Der Traum zu Ende, ich werde wach. Ich muss auch diesen Traum wieder loslassen, obwohl ich gern länger – wenn auch im Traum - an seiner Seite geblieben wäre, wie damals, in unseren besten Zeiten, als wir in heißen Sommernächten bei Kerzenlicht am weit geöffneten Fenster einer Dachwohnung saßen und vom Wein leicht beschwipst über Gott und die Welt sprachen. Erst jetzt dringen die Erinnerung aus besseren gemeinsamen Zeiten zu mir wieder durch.
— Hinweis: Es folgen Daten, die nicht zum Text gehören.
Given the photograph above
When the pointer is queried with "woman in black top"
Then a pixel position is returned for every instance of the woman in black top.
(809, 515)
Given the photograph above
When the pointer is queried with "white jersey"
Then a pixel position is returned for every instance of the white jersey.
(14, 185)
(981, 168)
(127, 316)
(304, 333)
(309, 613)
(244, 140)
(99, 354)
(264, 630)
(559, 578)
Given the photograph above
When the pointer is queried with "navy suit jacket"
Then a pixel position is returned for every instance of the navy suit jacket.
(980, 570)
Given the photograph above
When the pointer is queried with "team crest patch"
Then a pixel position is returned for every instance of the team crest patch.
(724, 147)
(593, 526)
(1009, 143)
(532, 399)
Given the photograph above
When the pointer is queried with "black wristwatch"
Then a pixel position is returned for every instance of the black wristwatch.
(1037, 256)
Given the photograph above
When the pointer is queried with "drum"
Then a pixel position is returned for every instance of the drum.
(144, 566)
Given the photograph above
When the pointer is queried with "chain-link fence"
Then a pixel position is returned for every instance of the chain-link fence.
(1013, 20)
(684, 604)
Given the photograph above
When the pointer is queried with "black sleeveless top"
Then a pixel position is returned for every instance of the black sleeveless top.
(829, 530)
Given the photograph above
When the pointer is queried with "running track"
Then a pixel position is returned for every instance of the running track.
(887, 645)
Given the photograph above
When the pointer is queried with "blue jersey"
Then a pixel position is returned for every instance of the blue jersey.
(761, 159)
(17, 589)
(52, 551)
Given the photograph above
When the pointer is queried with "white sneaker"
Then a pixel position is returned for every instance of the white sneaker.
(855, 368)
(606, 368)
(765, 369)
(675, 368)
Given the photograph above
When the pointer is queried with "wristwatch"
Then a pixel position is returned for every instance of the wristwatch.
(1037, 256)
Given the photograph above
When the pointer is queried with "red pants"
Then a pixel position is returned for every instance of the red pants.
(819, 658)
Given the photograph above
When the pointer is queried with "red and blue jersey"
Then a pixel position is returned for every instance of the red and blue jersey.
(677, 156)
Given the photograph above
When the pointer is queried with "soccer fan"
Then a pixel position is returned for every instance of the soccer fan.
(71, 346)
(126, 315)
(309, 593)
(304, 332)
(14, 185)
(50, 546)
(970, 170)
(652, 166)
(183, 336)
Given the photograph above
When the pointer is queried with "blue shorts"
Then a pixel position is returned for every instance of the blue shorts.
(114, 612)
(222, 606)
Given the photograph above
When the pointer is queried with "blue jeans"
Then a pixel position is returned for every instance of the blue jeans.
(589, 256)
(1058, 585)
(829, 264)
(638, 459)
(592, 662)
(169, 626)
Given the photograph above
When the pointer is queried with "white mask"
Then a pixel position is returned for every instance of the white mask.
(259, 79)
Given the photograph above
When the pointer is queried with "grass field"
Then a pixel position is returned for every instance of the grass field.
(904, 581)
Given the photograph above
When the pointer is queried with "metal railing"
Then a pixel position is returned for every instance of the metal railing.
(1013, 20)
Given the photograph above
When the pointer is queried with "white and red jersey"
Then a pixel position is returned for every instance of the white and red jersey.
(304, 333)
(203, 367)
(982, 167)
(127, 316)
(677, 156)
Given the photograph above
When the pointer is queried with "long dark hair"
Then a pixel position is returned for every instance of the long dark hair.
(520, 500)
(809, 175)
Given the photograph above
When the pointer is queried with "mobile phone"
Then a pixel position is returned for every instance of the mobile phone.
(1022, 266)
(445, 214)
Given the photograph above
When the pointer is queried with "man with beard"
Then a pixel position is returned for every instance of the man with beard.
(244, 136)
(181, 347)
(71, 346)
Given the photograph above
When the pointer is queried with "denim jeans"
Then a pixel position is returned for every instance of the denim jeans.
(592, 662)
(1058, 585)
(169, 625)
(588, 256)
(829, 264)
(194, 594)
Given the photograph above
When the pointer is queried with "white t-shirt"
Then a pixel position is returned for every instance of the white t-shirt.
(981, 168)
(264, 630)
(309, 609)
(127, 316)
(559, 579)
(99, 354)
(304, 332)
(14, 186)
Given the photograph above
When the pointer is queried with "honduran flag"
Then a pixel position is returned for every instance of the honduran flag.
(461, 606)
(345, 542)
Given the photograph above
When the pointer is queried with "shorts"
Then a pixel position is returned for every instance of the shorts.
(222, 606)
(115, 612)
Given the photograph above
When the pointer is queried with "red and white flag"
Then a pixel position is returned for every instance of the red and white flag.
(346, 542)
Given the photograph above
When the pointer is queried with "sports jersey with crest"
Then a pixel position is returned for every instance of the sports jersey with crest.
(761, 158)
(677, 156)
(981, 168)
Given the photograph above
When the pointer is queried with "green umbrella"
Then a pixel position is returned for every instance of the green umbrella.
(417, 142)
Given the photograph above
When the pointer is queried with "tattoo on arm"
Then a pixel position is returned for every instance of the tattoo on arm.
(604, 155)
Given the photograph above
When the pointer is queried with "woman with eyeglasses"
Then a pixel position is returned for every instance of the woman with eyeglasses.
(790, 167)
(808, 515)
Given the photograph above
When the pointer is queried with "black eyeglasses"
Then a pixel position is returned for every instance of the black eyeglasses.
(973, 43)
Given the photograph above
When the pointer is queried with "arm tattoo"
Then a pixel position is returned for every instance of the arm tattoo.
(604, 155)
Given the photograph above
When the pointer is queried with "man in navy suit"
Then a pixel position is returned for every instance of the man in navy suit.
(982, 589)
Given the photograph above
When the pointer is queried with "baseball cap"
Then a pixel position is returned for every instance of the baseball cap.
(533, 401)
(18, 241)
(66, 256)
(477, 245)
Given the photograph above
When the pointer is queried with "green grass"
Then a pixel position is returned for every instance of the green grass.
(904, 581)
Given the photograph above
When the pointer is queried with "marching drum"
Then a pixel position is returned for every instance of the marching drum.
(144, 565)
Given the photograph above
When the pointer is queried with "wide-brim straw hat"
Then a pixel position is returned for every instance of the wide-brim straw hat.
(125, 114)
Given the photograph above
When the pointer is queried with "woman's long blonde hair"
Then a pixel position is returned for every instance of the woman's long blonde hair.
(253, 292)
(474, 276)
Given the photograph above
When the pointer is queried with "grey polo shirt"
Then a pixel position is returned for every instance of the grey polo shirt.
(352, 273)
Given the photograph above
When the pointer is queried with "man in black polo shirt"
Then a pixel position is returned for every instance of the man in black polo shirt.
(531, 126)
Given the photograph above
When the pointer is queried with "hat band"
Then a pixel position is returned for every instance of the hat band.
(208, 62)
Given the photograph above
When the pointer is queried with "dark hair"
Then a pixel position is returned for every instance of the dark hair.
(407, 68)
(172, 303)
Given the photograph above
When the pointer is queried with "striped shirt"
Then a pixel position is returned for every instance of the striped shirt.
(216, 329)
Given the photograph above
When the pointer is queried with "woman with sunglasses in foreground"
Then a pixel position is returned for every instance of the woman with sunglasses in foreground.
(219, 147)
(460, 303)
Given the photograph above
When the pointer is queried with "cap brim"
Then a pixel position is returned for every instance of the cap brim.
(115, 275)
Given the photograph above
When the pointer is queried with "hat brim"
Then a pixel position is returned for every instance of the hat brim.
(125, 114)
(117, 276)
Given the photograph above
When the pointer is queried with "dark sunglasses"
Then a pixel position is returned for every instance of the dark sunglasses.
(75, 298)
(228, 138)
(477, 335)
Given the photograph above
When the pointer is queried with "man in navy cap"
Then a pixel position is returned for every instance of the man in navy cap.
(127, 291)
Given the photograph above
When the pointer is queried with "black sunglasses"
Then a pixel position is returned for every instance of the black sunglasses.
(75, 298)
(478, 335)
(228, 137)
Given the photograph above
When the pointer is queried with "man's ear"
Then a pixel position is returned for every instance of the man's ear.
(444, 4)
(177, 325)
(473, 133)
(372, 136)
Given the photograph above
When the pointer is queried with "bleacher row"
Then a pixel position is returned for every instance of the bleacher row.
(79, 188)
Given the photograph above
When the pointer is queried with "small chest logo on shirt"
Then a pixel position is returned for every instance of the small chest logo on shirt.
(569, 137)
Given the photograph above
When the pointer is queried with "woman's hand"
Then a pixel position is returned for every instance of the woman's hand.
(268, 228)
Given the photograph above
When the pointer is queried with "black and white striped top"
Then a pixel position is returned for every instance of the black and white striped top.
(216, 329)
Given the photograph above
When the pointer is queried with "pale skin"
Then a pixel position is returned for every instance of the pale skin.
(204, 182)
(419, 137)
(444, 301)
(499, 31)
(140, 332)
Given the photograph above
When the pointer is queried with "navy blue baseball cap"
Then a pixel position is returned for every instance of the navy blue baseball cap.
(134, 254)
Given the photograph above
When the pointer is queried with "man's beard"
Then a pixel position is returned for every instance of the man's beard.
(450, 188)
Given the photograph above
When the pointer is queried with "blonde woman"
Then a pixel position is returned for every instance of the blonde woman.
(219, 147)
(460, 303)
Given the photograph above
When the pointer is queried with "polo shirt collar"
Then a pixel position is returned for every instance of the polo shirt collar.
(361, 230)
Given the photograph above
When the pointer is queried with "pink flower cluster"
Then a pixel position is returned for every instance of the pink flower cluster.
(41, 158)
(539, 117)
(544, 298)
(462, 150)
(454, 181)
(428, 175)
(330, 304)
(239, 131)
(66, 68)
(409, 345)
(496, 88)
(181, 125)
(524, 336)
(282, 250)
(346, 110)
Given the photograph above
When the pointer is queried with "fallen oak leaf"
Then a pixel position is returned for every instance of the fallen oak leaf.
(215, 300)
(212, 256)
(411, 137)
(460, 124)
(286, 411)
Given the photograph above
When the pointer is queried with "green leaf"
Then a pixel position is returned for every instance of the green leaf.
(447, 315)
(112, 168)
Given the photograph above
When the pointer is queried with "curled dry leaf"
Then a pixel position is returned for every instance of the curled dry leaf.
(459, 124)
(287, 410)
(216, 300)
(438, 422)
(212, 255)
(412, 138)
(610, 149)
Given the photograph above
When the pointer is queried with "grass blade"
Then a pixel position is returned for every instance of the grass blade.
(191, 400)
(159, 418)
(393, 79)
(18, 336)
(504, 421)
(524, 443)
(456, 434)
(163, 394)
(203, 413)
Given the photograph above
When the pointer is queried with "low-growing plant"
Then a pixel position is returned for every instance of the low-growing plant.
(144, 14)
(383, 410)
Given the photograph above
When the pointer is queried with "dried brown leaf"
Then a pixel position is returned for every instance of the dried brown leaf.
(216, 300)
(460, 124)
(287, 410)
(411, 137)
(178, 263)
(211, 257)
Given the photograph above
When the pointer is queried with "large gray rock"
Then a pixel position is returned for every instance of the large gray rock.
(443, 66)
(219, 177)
Ich werde endgültig wach, streif die Traurigkeit ab, stell den kalt gewordenen Kaffee in der Küche ab, decke für Sohnemann und mich den Frühstückstisch auf dem Balkon. Es ist ein warmer Morgen. Sohnemann und ich sprechen noch über die Zeit hinaus über Gott und die Welt. Heut ist er nur 2 Jahre jünger als damals sein Vater bei unserer ersten Begegnung und hat nicht nur das  Aussehen zu vom seinem Vater geerbt, sondern auch meine Angst, das ihm ein ähnliches Schicksal wie seinem Vater wiederfährt. Diese Angst ist geblieben und schwebt diffus über unser beider Köpfe.